A good cop who decided to negotiate with a suicidal man with an unloaded gun instead of killing him filed a lawsuit against the West Virginia city that fired him over it.
The Weirton police officers who did shoot and kill the suicidal man kept their jobs.
According to the suit, officer Ryan Kuzma, who fired the fatal shot that killed 21-year-old Ronald William, sent text messages to the fired officer, Stephen Mader, calling him a “coward” who “didn’t have the balls to save his own life.”
Kuzma added Mader and his mother were “loud mouth pieces of shit” who would get an officer killed – although it appears Mader, a Marine veteran who served in Afghanistan, is anything but a coward.
After Kuzma fatally shot Williams in the head, it was determined the silver pistol he was holding was not loaded.
Nevertheless, the Weirton Police Department called Mader a “bad cop” and a “disgruntled” employee” who “froze” during the incident.
It happened on May 6, 2016 after police received a call from Williams’ girlfriend about a domestic dispute.
“The call came in around 2:50 in the morning,” Mader said.
“The whole thing was over by 3:02 (a.m.).”
“When he brought his hands from behind his back, he had a silver pistol in his right hand,” Mader recalled.
“I drew my duty weapon and I’m telling him, ‘Put the gun down, put the gun down.'”
“Just shoot me,” Williams told Mader after brandishing an unloaded pistol on him, according to the Huffington Post.
Unaware the silver pistol Williams was holding in his hand wasn’t loaded, Mader observed Williams didn’t appear angry and seemed more depressed.
With his gun drawn on Williams, Mader didn’t view him as an immediate threat, so he worked to deescalate the situation.
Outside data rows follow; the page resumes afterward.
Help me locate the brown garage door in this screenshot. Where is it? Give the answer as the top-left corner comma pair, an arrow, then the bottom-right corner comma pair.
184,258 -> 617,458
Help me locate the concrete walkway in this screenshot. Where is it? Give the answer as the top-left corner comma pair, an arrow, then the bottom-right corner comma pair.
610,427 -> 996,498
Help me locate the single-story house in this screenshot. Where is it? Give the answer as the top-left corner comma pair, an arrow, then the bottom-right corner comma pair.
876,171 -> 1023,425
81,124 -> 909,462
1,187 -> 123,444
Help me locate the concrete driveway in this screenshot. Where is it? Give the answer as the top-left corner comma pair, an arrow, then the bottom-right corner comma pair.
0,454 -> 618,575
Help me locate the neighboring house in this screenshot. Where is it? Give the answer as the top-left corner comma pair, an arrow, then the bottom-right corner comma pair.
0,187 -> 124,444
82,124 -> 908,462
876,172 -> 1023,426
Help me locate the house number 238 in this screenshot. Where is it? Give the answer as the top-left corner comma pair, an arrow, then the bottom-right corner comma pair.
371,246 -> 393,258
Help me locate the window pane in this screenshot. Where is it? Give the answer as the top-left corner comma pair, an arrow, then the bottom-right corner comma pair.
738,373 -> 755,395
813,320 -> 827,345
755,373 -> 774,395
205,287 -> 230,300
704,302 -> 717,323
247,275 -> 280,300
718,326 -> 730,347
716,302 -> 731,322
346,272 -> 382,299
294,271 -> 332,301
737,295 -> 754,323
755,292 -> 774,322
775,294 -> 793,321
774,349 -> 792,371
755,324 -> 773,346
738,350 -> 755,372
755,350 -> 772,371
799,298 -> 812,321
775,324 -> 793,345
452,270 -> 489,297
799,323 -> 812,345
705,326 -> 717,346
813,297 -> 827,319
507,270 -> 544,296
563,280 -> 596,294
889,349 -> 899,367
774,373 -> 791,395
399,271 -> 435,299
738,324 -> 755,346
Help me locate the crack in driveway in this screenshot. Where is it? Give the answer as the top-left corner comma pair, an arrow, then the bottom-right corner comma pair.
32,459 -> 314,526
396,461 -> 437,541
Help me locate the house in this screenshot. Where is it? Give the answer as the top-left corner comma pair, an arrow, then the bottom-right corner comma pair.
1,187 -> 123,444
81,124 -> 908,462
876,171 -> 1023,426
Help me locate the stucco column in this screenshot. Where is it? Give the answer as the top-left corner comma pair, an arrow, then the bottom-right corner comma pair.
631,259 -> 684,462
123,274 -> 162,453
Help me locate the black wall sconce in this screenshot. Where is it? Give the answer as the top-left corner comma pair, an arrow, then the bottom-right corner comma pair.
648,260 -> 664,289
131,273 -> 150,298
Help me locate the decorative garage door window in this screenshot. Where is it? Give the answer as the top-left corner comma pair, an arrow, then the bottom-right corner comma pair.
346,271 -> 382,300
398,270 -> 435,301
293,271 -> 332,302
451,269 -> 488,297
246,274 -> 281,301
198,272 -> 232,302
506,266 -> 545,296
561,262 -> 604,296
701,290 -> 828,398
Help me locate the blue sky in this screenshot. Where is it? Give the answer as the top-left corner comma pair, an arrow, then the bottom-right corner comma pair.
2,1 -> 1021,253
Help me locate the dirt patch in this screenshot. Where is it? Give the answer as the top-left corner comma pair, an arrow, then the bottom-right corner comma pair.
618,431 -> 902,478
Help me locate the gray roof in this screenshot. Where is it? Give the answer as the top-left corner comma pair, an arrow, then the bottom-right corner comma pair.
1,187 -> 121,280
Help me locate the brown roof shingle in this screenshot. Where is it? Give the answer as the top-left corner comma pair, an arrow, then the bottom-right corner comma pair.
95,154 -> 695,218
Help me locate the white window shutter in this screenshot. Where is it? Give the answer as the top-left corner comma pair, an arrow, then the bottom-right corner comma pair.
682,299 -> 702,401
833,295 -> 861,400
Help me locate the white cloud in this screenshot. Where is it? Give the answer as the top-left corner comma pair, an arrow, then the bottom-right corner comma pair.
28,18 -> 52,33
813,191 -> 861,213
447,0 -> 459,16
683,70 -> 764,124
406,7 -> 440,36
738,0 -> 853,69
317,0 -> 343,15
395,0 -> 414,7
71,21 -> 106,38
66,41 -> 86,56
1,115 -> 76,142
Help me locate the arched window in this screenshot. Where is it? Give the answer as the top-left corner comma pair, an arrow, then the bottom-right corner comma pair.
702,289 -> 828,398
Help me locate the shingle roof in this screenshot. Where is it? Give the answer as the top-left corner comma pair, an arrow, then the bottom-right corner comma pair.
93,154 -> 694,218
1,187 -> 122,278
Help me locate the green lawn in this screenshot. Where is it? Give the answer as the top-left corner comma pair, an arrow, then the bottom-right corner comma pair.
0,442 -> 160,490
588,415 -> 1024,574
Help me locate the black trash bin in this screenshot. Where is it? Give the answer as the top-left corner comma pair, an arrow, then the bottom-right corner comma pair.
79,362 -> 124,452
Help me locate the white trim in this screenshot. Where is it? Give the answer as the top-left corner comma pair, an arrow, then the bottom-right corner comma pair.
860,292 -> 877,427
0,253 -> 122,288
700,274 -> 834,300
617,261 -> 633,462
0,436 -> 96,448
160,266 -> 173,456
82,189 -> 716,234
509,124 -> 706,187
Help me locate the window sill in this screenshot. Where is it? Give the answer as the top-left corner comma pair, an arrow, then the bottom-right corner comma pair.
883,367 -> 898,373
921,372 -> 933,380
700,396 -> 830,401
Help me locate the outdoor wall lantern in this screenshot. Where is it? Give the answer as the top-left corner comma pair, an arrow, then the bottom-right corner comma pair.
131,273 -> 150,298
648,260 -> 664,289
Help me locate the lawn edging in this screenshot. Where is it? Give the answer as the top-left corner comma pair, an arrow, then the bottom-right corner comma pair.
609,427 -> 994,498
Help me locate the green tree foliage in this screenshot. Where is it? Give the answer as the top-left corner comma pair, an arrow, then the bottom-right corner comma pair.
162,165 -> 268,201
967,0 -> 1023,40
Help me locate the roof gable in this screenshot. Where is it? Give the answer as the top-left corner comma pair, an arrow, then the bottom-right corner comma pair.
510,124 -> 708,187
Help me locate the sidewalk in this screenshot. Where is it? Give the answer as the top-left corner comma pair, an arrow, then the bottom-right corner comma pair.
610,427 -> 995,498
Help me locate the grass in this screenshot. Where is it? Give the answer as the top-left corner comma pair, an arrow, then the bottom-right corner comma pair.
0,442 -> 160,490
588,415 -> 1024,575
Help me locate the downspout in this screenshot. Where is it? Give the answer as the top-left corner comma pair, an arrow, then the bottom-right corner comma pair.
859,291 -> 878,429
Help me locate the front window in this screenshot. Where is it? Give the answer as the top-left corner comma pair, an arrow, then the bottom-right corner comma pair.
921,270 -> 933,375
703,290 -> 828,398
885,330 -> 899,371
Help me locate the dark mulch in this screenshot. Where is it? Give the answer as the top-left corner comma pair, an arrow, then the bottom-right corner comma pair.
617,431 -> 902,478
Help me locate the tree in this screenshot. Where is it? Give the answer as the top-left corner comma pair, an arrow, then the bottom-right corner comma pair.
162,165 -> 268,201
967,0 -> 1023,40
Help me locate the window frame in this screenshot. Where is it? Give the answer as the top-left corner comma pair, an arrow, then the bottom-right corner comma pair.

“Saying the words ‘Just shoot me’ sent up the red flag that he was just trying to harm himself and no one else. That’s what made me make my decision. He needed help.”
Mader responded he wasn’t going to shoot anyone and ordered him to drop the gun.
“I’m not gonna shoot you, brother,” he said.
“Just put the gun down.”
Then he said it again.
“Nah man. Seriously ― just shoot me,” Williams replied again.
Mader never shot Williams.
Soon, another police cruiser drove up the street towards them. When officers Baker and Kuzma arrived, Williams began randomly waiving the gun around between officers.
“Within seconds, shots were fired and the last shot fatally wounded Mr. Williams to the head,” Mader recalled.
It’s unclear whether the 911 dispatcher relayed the girlfriend’s message to officers Mike Baker and Ryan Kuzma before they opened fired.
“It started out calm and it kind of escalated. I was trying to keep it calm,” Mader reported.
“The termination of Stephen Mader shows how much work we have to do to reform the nature of policing in our state,” Executive Director of the ACLU in West Virginia Joseph Cohen said.
“Once he made the decision [Williams] was not a threat, the U.S. Constitution says he’s not allowed to shoot. Not only was his belief reasonable, it was objectively correct. The gun was unloaded,” Cohen continued. ”
“If Stephen Mader was reasonable in his objectively correct decision that RJ Williams was not a threat to others, the real reason the Weirton Police Department fired him is because he honored Williams’ constitutional right not to be shot.”
Mader now works as a military police officer in the West Virginia National Guard.